We’re all terrified but does anyone really believe that recycling our plastic bottles is anything more than a behavioral placebo? And on the other end of the spectrum, climate revolution and smashing the economy sounds great except for all the famine and war that would come with it.
If we want to energize people on the climate, we need to give them ideas that work for them. And at the same time, we need to think about who we can’t reach. Climate solutions are probably going to be relatively complex, for example, and that has implications for our targeting parameters.
Defining a new audience
So, let’s imagine we’ve created some content that’s designed to connect with a wider audience. We’re confident it will have value for a lot of people both inside and outside the activist echo chamber. Now we need to make sure it gets to them.
Who are they?
- They’re terrified about the way things are going, but they’re not getting much out of the usual NGO content.
- They’re interested in the wider world (not just in buying fluff to compete with their neighbors).
- They’re centrist(ish), but not limited in their imagination, and they’re smart enough to understand the ideas we’re expounding.
Don’t trust the machines
Right now, the algorithm only shows our content to people who look like the people who are with us already. (It’s a strategy for selling more stuff to the same customer profile. And btw, to the platforms, human rights are worth no more or less than hiphop, hairdressing or horses; everyone’s just out to make a buck.)
On Meta the system they use to help you do that is called advantage+, onTikTok it’s called Smart Performance Campaigns, and on Google it’s called Performance Max. All of them use machine learning to optimize content delivery to people who want to see it. They are the death of democracy and human rights.
Let’s uncheck that box, shall we?
Be aware that the platforms want to take targeting out of your hands, and it’s getting more and more difficult to keep control yourself. The platform backends are designed to nudge you into using their targeting systems. It’s partly that, in theory, they’re providing a better service – it’s instant and it’s effective (if you’re selling stuff). But it’s also that taking it out of your hands increases your dependence on them. You learn gradually less and less about your audience, so you have to rely on the AI to target for you.

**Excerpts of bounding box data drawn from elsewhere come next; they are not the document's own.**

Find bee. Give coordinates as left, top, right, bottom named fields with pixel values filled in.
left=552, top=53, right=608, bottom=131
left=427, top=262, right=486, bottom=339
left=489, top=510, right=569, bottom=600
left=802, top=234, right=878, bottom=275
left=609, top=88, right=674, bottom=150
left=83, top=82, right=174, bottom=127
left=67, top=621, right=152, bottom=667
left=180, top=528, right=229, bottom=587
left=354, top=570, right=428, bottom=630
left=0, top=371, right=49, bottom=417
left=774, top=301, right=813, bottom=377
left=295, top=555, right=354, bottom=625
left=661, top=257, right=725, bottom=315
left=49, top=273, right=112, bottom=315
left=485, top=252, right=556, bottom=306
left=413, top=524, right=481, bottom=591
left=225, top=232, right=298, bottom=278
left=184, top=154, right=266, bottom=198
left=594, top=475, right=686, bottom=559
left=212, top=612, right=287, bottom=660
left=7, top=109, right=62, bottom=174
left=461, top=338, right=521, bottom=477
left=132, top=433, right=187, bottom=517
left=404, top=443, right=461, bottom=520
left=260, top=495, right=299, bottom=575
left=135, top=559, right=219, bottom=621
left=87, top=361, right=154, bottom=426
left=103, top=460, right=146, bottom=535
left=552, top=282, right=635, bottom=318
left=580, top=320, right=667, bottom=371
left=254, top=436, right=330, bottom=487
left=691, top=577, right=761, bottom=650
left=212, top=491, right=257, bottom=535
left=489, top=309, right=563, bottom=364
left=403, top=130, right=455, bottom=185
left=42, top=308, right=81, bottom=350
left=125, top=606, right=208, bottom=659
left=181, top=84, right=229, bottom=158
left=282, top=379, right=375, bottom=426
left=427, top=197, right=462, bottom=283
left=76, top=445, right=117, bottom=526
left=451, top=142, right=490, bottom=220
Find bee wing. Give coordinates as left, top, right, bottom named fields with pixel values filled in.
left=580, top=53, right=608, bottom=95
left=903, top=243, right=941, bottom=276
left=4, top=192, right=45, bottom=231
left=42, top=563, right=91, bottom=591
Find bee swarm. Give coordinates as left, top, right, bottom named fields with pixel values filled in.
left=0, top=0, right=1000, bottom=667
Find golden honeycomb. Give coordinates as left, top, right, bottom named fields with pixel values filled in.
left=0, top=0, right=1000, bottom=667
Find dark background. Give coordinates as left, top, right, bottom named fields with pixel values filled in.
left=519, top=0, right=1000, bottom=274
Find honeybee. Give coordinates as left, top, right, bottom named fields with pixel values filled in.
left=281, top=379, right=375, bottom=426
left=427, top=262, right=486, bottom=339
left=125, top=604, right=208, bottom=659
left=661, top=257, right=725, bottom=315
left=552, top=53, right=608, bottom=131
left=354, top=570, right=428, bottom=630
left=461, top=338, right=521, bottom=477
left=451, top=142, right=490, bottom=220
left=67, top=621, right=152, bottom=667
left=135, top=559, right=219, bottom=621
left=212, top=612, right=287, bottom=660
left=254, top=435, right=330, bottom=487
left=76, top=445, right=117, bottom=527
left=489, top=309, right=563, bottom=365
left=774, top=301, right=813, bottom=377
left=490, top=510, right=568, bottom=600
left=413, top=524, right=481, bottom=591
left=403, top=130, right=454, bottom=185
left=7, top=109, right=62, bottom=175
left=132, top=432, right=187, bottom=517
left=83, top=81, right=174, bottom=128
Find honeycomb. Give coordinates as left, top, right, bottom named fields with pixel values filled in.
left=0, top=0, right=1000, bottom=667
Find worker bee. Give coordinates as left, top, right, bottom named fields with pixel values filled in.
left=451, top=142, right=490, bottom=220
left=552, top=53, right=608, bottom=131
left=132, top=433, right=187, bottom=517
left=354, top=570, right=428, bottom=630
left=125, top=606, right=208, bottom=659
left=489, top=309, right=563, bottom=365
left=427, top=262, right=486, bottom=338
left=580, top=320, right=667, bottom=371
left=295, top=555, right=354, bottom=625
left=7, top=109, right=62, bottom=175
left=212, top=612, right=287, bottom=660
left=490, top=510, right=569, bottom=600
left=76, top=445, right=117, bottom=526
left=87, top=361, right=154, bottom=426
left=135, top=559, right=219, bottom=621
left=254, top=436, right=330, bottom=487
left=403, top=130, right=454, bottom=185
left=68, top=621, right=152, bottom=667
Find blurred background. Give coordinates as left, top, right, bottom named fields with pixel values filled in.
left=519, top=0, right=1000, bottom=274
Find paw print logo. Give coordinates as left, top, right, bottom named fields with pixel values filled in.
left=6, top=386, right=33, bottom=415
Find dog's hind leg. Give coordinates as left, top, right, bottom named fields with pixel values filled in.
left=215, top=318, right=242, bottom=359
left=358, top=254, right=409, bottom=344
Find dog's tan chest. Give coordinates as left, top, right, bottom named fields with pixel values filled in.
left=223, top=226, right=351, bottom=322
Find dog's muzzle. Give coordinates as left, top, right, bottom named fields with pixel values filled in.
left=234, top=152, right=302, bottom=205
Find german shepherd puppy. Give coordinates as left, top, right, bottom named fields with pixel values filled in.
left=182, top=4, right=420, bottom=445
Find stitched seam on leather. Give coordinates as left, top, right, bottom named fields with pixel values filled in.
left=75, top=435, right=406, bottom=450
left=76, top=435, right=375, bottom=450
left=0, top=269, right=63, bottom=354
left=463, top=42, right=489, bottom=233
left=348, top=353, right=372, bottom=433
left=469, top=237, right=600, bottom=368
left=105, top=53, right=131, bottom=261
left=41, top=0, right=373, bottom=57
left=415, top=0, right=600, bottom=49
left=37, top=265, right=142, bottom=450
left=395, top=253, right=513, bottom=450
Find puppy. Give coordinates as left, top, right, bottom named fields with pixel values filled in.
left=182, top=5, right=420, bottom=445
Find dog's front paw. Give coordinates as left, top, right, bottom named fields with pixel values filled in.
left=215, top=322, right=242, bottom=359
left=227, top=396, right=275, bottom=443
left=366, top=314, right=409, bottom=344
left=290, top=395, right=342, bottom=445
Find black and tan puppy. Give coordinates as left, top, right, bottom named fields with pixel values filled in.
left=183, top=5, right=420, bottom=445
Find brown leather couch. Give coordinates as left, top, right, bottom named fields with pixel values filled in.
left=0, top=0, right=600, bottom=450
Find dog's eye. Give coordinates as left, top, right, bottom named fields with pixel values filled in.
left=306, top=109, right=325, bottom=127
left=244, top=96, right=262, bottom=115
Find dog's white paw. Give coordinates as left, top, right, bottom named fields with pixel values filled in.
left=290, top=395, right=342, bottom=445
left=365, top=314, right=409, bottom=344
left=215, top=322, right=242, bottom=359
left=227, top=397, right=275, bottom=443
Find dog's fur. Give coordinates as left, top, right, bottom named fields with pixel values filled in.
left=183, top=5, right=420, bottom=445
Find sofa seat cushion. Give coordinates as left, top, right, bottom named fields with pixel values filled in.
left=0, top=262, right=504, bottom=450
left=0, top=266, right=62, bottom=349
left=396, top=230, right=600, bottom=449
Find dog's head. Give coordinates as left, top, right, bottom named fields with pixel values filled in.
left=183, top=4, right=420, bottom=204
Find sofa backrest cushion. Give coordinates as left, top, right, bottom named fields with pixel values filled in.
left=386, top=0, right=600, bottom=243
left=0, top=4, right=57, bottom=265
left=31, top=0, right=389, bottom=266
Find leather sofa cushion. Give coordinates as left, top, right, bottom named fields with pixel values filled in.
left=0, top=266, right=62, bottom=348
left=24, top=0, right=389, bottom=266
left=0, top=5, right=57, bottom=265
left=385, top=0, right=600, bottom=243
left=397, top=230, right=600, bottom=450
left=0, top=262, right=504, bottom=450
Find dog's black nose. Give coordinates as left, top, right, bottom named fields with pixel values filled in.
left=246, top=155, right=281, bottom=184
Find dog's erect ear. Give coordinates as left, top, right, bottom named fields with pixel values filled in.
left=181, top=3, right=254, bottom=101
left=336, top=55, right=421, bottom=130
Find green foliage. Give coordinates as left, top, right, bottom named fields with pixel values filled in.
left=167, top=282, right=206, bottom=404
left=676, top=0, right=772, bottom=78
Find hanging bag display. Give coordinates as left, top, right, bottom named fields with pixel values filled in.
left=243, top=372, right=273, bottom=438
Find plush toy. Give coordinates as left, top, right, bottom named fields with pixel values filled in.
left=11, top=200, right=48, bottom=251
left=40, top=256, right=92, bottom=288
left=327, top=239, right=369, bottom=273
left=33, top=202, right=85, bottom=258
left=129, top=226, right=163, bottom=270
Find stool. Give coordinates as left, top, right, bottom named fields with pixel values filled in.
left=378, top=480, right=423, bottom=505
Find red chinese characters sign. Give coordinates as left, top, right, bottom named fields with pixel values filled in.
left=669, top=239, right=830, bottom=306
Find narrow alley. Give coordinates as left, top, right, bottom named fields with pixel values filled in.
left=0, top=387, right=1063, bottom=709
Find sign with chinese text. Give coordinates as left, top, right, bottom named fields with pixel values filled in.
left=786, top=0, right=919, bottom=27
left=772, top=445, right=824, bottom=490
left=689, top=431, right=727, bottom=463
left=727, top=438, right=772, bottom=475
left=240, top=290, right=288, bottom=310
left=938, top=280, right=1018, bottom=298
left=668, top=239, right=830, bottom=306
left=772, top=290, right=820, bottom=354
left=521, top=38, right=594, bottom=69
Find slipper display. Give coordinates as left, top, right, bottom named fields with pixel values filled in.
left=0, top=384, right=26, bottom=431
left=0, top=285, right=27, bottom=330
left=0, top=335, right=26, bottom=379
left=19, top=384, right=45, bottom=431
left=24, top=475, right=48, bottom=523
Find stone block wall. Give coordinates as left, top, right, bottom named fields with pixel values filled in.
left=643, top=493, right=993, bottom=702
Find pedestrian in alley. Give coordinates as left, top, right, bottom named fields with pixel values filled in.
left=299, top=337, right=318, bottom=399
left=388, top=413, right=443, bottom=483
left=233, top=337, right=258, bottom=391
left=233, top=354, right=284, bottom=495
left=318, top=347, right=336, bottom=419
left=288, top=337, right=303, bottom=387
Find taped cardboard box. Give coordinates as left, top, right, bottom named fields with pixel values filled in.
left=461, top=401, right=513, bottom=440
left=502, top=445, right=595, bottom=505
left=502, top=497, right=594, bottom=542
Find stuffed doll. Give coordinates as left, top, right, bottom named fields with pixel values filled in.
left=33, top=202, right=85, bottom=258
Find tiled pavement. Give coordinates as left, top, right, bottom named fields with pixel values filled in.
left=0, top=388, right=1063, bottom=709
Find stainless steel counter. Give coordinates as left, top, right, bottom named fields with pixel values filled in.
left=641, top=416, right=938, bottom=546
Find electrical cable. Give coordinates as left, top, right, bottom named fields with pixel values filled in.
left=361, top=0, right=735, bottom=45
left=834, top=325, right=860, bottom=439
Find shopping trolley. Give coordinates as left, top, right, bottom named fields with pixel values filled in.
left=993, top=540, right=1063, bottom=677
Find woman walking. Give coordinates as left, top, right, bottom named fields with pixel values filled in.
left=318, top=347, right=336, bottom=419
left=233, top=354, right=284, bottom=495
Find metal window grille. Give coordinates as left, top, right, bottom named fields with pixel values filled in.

Targeting is applied socialpsychology
So we have our audience roughly sketched out, but we’ll have to target ourselves because it doesn’t fit into the kind of neat boxes the algorithm wants to defined for us. If 80% of people in the Uk are worried about the climate, that means people from across the political spectrum. And yeah, of course there’ll be people we don’t agree with among them. But if we want to tackle polarization, we need to start reaching out. The world needs less yelling. We need to get more people on board with our issue, and this is how we start making that happen.
Proxy targeting
The problem we have now is that there’s no easy way of directly targeting the audience we want. It doesn’t exist as a business category. So instead we need to think about the kind of interests and psychographic attributes that would (and would not) correlate with the audience we have in mind.
Testing moves people
The more you do this nuts and bolts targeting yourself – the more you play around and see what works and what doesn’t – the more you learn about your audience and what they want (and the more you learn about who you need to be to create the impact you need to make).
One last thing. If we want to reach people, we need to go where they are. Refusing to do social media on principle would be massively shooting ourselves in the foot. Yes, there are some BIG problems with social media. But this is the world we live in. If we want to change it, we need to engage with it. Understanding the tech and making it work for people is a good place to start.